Ministerstwo Sprawiedliwości przygotowało projekt zmian w kodeksie karnym i kilku innych ustawach. Chce objąć szczególną kontrolą na wolności sprawców przestępstw seksualnych, w tym pedofilii. Propozycje trafiły już do Rządowego Centrum Legislacji.
Polskie sądy bywają surowe dla pedofilów. Sąd Okręgowy w Gdańsku skazał niedawno Eugeniusza C. za seksualne wykorzystywanie własnych dzieci na 15 lat więzienia. Sąd Rejonowy w Bytowie ukarał biznesmena Bogdana K. dwoma latami pozbawienia wolności (w zawieszeniu na pięć lat) za to, że płacił za seks osobie nieletniej.

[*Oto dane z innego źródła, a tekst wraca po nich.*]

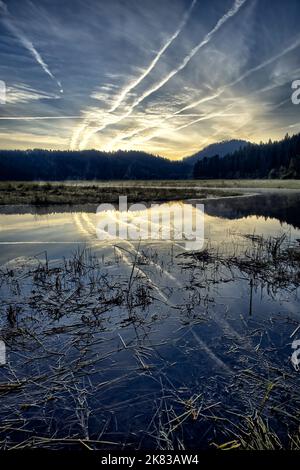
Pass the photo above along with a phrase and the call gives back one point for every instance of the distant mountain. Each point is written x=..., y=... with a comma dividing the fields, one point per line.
x=47, y=165
x=279, y=159
x=220, y=148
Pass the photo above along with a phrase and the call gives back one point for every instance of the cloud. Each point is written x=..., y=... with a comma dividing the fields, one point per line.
x=229, y=14
x=9, y=24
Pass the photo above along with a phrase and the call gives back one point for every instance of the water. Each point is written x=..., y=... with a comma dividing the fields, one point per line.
x=195, y=346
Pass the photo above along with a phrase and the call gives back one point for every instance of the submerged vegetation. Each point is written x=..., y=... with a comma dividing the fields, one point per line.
x=148, y=349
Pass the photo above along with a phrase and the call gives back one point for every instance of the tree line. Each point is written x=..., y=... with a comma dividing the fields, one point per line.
x=278, y=159
x=47, y=165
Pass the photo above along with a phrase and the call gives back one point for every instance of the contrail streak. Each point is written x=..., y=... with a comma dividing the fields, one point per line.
x=7, y=21
x=212, y=97
x=136, y=82
x=230, y=13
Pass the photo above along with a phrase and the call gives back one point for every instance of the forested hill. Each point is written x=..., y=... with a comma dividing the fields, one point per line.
x=279, y=159
x=218, y=148
x=89, y=164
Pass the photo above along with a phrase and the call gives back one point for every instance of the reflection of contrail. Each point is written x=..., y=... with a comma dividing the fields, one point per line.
x=6, y=19
x=136, y=82
x=230, y=13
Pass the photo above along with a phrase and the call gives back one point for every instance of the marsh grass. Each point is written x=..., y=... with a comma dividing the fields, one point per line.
x=67, y=323
x=96, y=193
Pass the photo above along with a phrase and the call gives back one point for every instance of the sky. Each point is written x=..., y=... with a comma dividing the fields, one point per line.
x=167, y=77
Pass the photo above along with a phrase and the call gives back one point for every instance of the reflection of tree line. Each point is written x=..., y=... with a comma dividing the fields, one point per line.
x=283, y=207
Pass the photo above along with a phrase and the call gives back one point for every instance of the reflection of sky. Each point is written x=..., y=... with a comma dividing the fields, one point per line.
x=61, y=233
x=165, y=77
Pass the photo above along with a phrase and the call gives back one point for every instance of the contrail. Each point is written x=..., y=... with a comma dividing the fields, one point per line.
x=136, y=82
x=230, y=13
x=212, y=97
x=7, y=20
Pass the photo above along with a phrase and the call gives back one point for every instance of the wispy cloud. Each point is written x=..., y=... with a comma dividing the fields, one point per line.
x=229, y=14
x=8, y=21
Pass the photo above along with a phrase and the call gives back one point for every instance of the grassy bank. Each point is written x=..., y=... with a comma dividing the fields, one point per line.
x=82, y=192
x=89, y=192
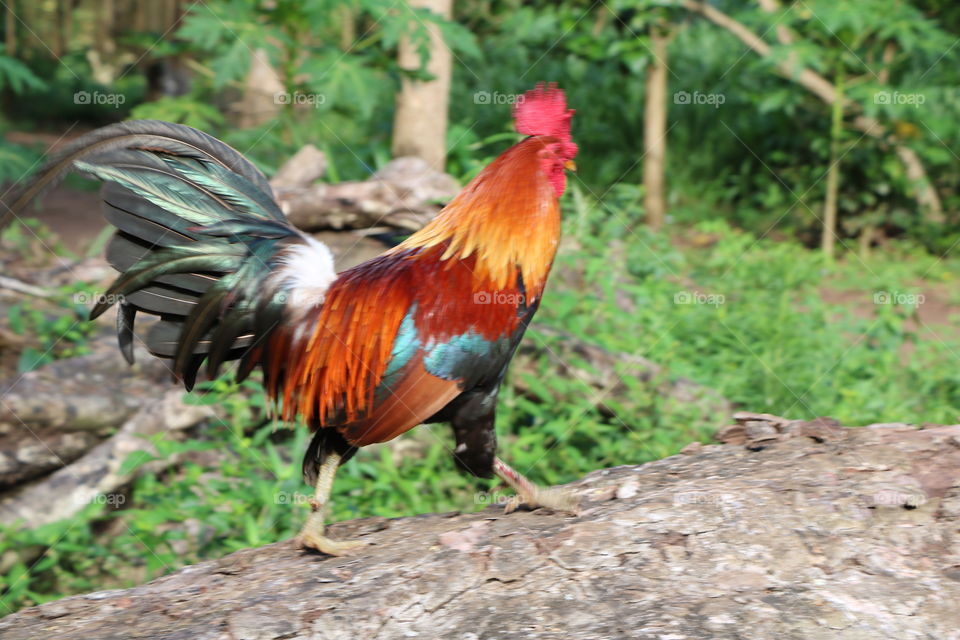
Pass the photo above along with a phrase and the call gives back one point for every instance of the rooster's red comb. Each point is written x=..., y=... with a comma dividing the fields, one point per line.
x=543, y=112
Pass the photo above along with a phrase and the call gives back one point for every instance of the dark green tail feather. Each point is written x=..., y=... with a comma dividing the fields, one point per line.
x=198, y=234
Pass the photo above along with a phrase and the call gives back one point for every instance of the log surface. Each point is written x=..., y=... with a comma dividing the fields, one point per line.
x=820, y=532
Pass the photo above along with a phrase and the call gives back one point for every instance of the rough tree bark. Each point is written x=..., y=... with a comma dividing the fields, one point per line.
x=655, y=130
x=815, y=83
x=420, y=124
x=801, y=530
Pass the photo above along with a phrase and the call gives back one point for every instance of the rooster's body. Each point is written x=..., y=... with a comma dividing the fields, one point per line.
x=423, y=333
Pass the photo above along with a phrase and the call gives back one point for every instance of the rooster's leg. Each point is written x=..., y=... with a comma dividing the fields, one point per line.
x=533, y=496
x=311, y=535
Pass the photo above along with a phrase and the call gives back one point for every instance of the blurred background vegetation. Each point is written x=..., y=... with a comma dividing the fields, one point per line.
x=767, y=204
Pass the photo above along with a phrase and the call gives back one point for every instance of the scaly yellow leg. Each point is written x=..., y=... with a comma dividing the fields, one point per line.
x=311, y=535
x=533, y=496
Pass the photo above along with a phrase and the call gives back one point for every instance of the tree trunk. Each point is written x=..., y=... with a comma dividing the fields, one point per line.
x=833, y=173
x=420, y=124
x=813, y=82
x=655, y=130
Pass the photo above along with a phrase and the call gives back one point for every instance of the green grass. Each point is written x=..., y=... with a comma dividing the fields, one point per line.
x=754, y=328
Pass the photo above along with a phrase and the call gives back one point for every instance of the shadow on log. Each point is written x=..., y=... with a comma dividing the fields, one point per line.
x=819, y=532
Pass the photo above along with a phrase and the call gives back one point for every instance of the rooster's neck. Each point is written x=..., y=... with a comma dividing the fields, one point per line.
x=506, y=219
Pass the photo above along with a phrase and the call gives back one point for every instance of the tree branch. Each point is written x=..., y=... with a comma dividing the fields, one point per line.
x=813, y=82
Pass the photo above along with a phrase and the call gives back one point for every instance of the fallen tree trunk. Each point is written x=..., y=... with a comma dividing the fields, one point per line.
x=405, y=195
x=819, y=533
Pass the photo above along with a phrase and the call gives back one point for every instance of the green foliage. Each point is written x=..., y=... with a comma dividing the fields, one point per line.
x=57, y=327
x=16, y=76
x=337, y=63
x=183, y=110
x=730, y=311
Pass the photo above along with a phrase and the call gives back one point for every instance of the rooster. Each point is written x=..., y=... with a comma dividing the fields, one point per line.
x=423, y=333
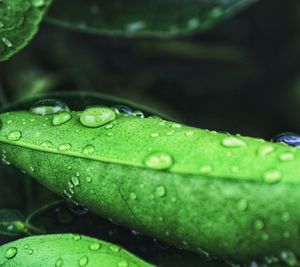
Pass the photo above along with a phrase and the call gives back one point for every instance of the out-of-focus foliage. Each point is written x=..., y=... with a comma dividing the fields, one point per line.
x=19, y=21
x=153, y=18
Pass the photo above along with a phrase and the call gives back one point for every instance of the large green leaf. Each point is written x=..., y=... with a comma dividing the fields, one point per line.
x=19, y=21
x=197, y=189
x=66, y=250
x=163, y=18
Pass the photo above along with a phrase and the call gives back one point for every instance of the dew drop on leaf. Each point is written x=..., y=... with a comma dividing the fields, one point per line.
x=94, y=117
x=159, y=161
x=11, y=252
x=48, y=107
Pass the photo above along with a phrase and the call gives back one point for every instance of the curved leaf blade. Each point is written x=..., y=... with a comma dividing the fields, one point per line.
x=19, y=22
x=143, y=18
x=208, y=191
x=66, y=250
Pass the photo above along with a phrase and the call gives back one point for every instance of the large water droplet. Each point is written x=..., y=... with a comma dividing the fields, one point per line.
x=11, y=252
x=232, y=141
x=159, y=161
x=48, y=107
x=83, y=261
x=61, y=118
x=14, y=136
x=97, y=116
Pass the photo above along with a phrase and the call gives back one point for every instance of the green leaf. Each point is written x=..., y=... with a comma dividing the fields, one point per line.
x=197, y=189
x=66, y=250
x=143, y=18
x=19, y=22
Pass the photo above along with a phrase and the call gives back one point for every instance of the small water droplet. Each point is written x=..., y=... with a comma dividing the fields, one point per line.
x=64, y=147
x=14, y=136
x=287, y=156
x=242, y=205
x=123, y=263
x=232, y=141
x=159, y=161
x=259, y=225
x=94, y=117
x=83, y=261
x=61, y=118
x=289, y=258
x=160, y=191
x=48, y=107
x=95, y=246
x=272, y=176
x=7, y=42
x=11, y=252
x=59, y=262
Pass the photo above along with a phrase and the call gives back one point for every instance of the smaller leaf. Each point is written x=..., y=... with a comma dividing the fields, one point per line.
x=66, y=250
x=19, y=21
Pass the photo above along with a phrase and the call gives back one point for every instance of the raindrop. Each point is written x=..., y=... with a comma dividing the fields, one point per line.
x=61, y=118
x=291, y=139
x=160, y=191
x=88, y=150
x=289, y=258
x=14, y=136
x=159, y=161
x=233, y=142
x=95, y=246
x=94, y=117
x=242, y=205
x=11, y=252
x=7, y=42
x=272, y=176
x=59, y=262
x=83, y=261
x=48, y=107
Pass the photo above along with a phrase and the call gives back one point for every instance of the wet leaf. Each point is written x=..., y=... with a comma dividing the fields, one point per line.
x=19, y=22
x=143, y=18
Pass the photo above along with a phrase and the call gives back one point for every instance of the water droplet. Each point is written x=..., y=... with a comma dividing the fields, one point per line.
x=95, y=246
x=38, y=3
x=94, y=117
x=133, y=196
x=64, y=147
x=259, y=225
x=75, y=180
x=287, y=156
x=272, y=176
x=285, y=217
x=61, y=118
x=123, y=263
x=242, y=205
x=289, y=258
x=160, y=191
x=265, y=150
x=76, y=237
x=11, y=252
x=59, y=262
x=115, y=248
x=83, y=261
x=7, y=42
x=88, y=150
x=159, y=161
x=290, y=139
x=233, y=142
x=48, y=107
x=14, y=136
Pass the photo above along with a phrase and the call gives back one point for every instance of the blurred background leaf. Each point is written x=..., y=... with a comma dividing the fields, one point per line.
x=162, y=18
x=19, y=21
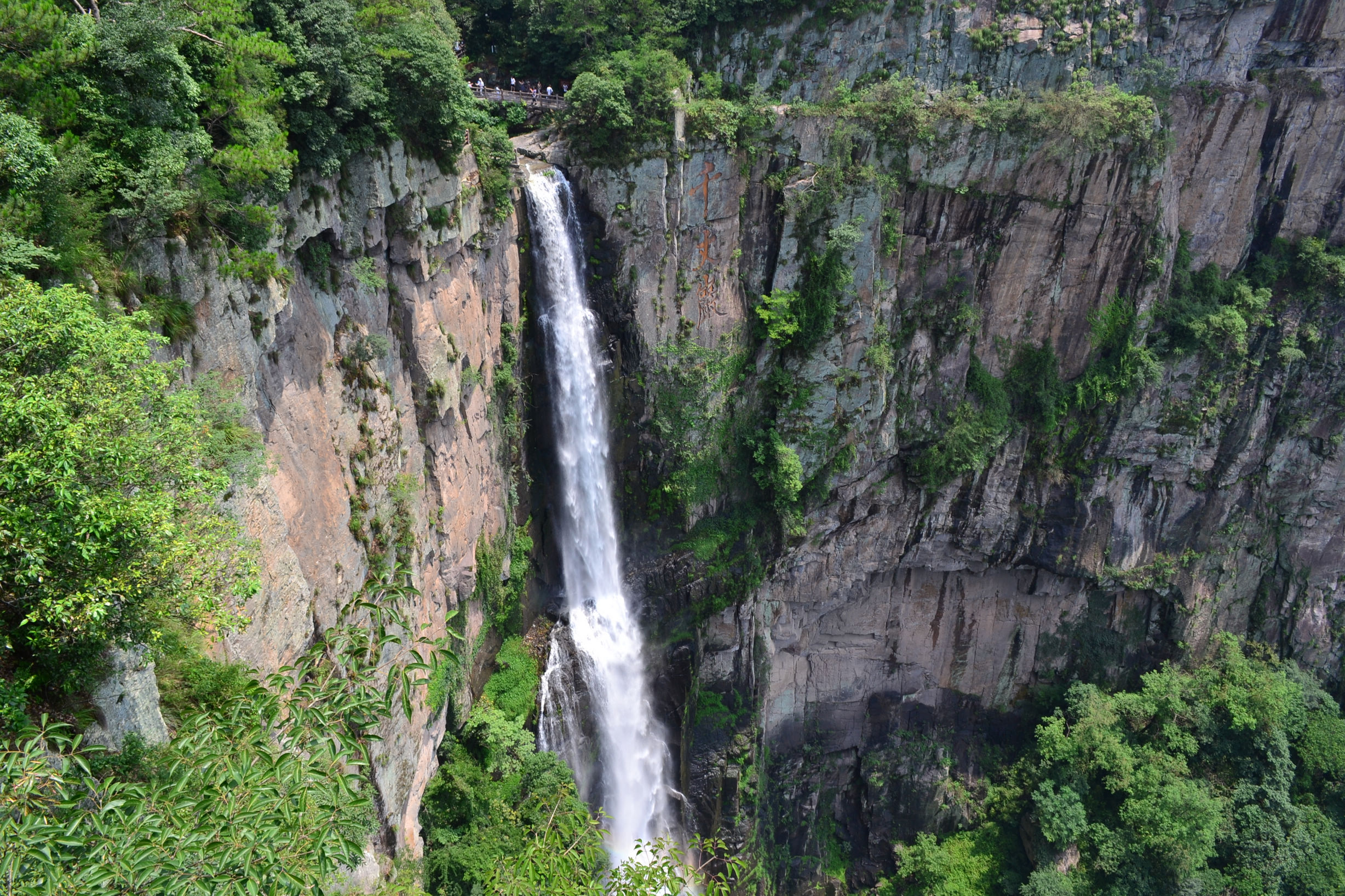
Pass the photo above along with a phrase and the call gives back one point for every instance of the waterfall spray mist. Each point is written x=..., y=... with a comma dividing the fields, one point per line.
x=596, y=670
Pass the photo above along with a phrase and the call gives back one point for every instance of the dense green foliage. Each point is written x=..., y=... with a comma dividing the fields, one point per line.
x=973, y=434
x=1222, y=316
x=1083, y=117
x=111, y=527
x=1222, y=778
x=190, y=120
x=267, y=793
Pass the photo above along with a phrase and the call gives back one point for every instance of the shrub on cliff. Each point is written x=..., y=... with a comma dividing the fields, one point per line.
x=974, y=432
x=189, y=119
x=112, y=475
x=1212, y=778
x=267, y=794
x=623, y=102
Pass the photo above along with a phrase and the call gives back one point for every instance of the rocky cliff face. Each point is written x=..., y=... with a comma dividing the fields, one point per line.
x=888, y=644
x=372, y=375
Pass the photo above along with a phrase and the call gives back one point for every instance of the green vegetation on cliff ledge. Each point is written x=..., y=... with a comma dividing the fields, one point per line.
x=159, y=119
x=1223, y=778
x=111, y=530
x=267, y=793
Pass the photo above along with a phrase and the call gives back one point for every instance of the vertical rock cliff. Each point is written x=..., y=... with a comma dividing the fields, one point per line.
x=372, y=374
x=844, y=699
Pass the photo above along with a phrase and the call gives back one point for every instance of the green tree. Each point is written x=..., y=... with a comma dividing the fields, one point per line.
x=112, y=475
x=268, y=794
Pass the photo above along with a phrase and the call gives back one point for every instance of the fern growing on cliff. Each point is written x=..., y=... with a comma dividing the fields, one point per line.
x=267, y=794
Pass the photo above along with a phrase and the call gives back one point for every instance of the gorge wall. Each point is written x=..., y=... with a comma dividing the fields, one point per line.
x=849, y=688
x=891, y=637
x=373, y=377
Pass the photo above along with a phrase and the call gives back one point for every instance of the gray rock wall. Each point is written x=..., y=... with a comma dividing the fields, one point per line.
x=361, y=450
x=888, y=645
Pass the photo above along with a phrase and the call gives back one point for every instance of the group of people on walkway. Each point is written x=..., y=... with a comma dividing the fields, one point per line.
x=533, y=88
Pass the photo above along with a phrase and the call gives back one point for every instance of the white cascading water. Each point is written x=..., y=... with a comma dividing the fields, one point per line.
x=595, y=699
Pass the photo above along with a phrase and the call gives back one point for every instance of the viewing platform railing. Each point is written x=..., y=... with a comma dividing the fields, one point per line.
x=526, y=97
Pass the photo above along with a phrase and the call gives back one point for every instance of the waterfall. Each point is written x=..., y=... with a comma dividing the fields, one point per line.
x=595, y=697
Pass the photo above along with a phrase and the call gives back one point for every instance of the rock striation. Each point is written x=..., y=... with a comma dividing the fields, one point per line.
x=370, y=374
x=903, y=626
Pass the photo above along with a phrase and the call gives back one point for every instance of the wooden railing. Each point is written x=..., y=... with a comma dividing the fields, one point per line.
x=527, y=99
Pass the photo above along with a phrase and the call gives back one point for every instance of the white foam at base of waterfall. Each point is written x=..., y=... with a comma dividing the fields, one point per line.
x=597, y=667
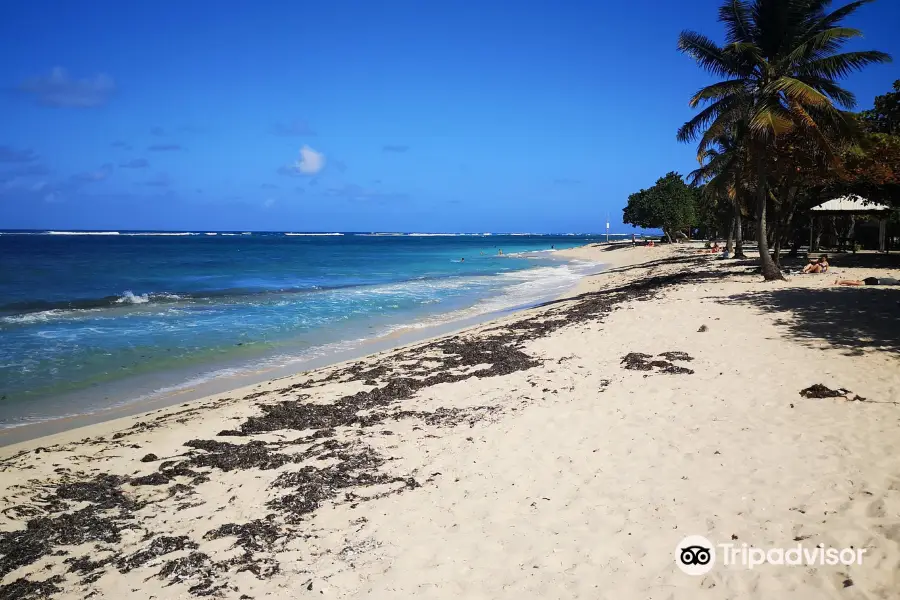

Sąd Rejonowy w Słupsku wydał wyrok ośmiu lat więzienia za seksualne wykorzystanie kilkuletnich dziewczynek.
W polskich kryminałach wyroki z art. 200 kodeksu karnego (seksualne wykorzystanie małoletniego) odsiaduje ok. tysiąca osób, w tym ok. 140–150 pedofilów (stwierdzone zaburzenia).
Elektroniczna bransoleta z nadajnikiem sprawdzi, gdzie jest skazany .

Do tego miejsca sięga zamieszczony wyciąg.